5. STAY STILL: You’ve heard, “…don’t do that – you’ll get a bad back!” There is something to be said about being careful, but one can be too cautious as well. In order to determine how much activity vs. rest is appropriate, you have to gradually increase your activities by keeping track of how you feel both during and after an activity. If you do notice pain, it may be “safe” to continue depending on the type and intensity of the pain. In general, a sharp, knife-like pain is a warning sign that you should STOP what you’re doing, while an ache is not. Until you’re comfortable about which type of pain is “safe,” start out with the premise, “…if in doubt, stop.” If the recovery time is short (within minutes to hours), then no “harm” was done. If it takes days to recover, then you overdid it. Think of a cut on your skin – if you pick at it too soon, it will re-bleed, but if you are careful, you can do a lot of things safely without “re-bleeding.” Talk to your doctor of chiropractic about the proper way to bend, lift, pull, push, and perform any activity that you frequently have to do that often presents problems. There is usually a way to do that activity more safely!

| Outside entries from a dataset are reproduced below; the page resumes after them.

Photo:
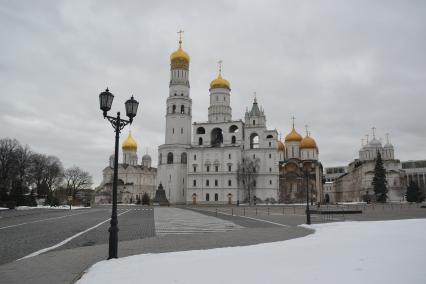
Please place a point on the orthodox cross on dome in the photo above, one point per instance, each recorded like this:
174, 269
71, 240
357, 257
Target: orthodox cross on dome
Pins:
180, 37
220, 67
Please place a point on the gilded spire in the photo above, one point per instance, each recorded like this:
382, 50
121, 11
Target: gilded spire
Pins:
180, 38
130, 144
180, 59
219, 82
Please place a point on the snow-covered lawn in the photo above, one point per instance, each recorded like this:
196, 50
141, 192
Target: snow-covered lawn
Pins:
348, 252
49, 207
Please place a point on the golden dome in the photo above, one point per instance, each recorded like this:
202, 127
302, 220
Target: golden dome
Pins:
308, 143
179, 54
129, 144
280, 146
293, 136
219, 82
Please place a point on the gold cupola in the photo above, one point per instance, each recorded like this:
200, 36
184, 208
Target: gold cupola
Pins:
308, 143
179, 59
220, 82
280, 146
293, 136
129, 144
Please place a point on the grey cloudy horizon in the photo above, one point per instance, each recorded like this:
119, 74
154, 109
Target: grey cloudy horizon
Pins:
340, 67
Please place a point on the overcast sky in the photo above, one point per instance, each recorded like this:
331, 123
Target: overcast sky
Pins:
341, 67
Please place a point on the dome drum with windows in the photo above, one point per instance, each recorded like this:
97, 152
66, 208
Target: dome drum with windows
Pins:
129, 144
179, 59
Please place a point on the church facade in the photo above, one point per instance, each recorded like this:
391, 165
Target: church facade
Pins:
134, 180
201, 162
356, 184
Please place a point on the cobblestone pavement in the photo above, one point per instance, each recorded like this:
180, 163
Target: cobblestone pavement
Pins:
25, 232
179, 221
179, 230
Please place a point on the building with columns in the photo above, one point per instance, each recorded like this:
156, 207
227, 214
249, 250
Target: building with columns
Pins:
299, 169
133, 179
199, 161
415, 171
356, 184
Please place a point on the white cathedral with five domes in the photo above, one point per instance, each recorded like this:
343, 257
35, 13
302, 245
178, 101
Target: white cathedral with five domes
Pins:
198, 161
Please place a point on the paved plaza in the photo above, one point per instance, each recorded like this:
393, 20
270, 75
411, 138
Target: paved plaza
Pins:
58, 245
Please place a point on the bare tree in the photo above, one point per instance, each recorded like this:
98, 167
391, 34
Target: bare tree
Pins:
7, 165
247, 172
54, 172
39, 164
76, 180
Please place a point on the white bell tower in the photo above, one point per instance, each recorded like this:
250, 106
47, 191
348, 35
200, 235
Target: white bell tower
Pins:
172, 160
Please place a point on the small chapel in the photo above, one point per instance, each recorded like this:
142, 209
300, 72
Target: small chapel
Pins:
134, 178
198, 162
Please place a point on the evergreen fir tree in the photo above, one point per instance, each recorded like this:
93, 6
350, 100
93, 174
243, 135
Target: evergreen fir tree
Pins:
379, 181
414, 194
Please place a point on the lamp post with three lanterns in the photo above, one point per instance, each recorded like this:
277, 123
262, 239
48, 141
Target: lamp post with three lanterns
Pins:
307, 166
105, 102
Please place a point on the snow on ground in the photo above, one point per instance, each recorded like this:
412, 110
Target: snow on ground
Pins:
49, 207
348, 252
170, 220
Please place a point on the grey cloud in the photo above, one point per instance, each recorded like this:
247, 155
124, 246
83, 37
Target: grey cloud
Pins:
338, 66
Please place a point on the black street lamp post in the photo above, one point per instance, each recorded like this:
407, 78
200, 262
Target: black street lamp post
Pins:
105, 102
306, 172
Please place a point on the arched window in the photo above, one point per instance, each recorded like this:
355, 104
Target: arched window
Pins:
201, 130
183, 158
233, 129
254, 141
233, 139
170, 158
216, 137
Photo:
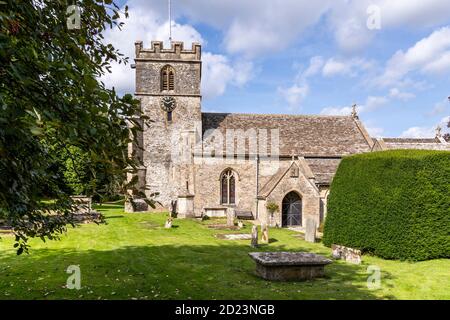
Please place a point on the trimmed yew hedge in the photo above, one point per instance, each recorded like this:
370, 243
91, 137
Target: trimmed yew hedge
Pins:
394, 204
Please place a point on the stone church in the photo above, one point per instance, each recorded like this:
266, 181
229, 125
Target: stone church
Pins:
220, 164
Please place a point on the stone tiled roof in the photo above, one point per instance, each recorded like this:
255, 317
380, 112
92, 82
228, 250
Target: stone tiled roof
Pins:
302, 135
323, 169
273, 181
414, 143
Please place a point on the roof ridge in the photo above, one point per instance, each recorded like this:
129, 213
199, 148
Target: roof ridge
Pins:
276, 114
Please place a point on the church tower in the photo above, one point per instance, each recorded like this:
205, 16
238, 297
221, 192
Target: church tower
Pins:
168, 87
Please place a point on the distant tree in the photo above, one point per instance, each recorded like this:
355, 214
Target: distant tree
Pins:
52, 102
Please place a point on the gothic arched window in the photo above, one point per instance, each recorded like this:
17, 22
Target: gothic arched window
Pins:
228, 187
167, 78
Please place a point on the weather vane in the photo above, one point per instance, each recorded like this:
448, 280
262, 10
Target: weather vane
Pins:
170, 20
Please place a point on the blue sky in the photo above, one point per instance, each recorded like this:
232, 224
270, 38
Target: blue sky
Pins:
391, 58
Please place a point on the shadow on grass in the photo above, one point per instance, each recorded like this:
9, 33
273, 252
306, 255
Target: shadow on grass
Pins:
167, 272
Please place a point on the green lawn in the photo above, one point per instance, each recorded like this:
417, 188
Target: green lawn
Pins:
134, 257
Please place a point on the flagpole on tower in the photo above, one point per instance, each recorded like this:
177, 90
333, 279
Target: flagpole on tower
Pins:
170, 21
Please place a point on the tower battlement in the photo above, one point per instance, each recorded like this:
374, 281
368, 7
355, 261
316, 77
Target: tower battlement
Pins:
176, 52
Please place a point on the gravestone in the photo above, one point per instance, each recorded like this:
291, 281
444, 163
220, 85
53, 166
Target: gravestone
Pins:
254, 242
83, 204
230, 218
264, 233
348, 254
310, 232
289, 266
168, 224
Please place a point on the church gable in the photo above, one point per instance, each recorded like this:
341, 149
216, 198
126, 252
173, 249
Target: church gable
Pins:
296, 176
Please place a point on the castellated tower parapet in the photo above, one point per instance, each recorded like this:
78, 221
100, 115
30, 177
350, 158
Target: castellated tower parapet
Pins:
168, 87
186, 67
176, 52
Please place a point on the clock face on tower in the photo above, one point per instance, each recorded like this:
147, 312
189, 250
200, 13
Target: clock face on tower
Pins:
168, 104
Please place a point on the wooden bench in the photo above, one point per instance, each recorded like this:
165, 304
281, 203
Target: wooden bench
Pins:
244, 215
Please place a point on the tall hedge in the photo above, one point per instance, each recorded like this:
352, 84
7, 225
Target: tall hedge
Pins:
394, 204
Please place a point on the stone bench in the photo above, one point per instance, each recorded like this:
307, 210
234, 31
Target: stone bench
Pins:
289, 266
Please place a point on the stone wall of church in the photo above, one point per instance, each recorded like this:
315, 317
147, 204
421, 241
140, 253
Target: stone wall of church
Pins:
308, 192
207, 184
167, 174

6. SURGERY IS A “QUICK FIX”: Though in some cases this may inevitably be the end result for your back condition, most of the time, it is not needed. As a rule, don’t jump to a surgical option too soon. It’s tempting to view surgery as a “quick fix,” but non-surgical care for at least for 4-6 weeks and maybe several months is usually the best approach. As the old saying goes, you can’t “un-do” a surgery, so wait. UNLESS there are certain warning signs such as: a) bowel or bladder weakness &/or, b) progressive neurological losses (worsening weakness in the leg). If there are no “surgical indicators” meaning, no instability, no radiating leg pain, and only low back pain that is non-specific and hard to isolate what is generating the pain, DO NOT have surgery as the chances of improvement following surgery drops off dramatically in this group. There are guidelines that we all should follow and they all support non-surgical care initially for 4-6 weeks. Chiropractic is one of the best options cited in these guidelines because it’s less costly, involves less time lost from work, and chiropractic carries the highest patient satisfaction.
7. DON’T STRETCH – IT’S HARMFUL: You may have heard or read that stretching can actually increase or worsen your time if you’re a runner, reduce your ability to lift heavy weight (if you’re a weight lifter), or cycle as fast. Though this seems obviously silly, there IS a growing body of evidence that has found this TO BE TRUE! HOWEVER, it appears (at least at present), that is applies primarily to static, long hold stretching and NOT to dynamic exercising like jumping jacks, toy-soldier like high kicks, or core stabilization. Moreover, no study YET has found a negative effect for non-athletic competitive activities or for low back pain specifically. A good general rule is, if you feel better after exercising, or in this case stretching, it’s probably better for you than not. Also, as stated last month, there is a “right vs. wrong” time to exercise and WAY to exercise. For example, when LBP occurs in flexion but reduces in extension, there is plenty of evidence published that performing exercises INTO the direction of pain relief is VERY helpful. So until you hear differently, KEEP ON STRETCHING, but follow our advice!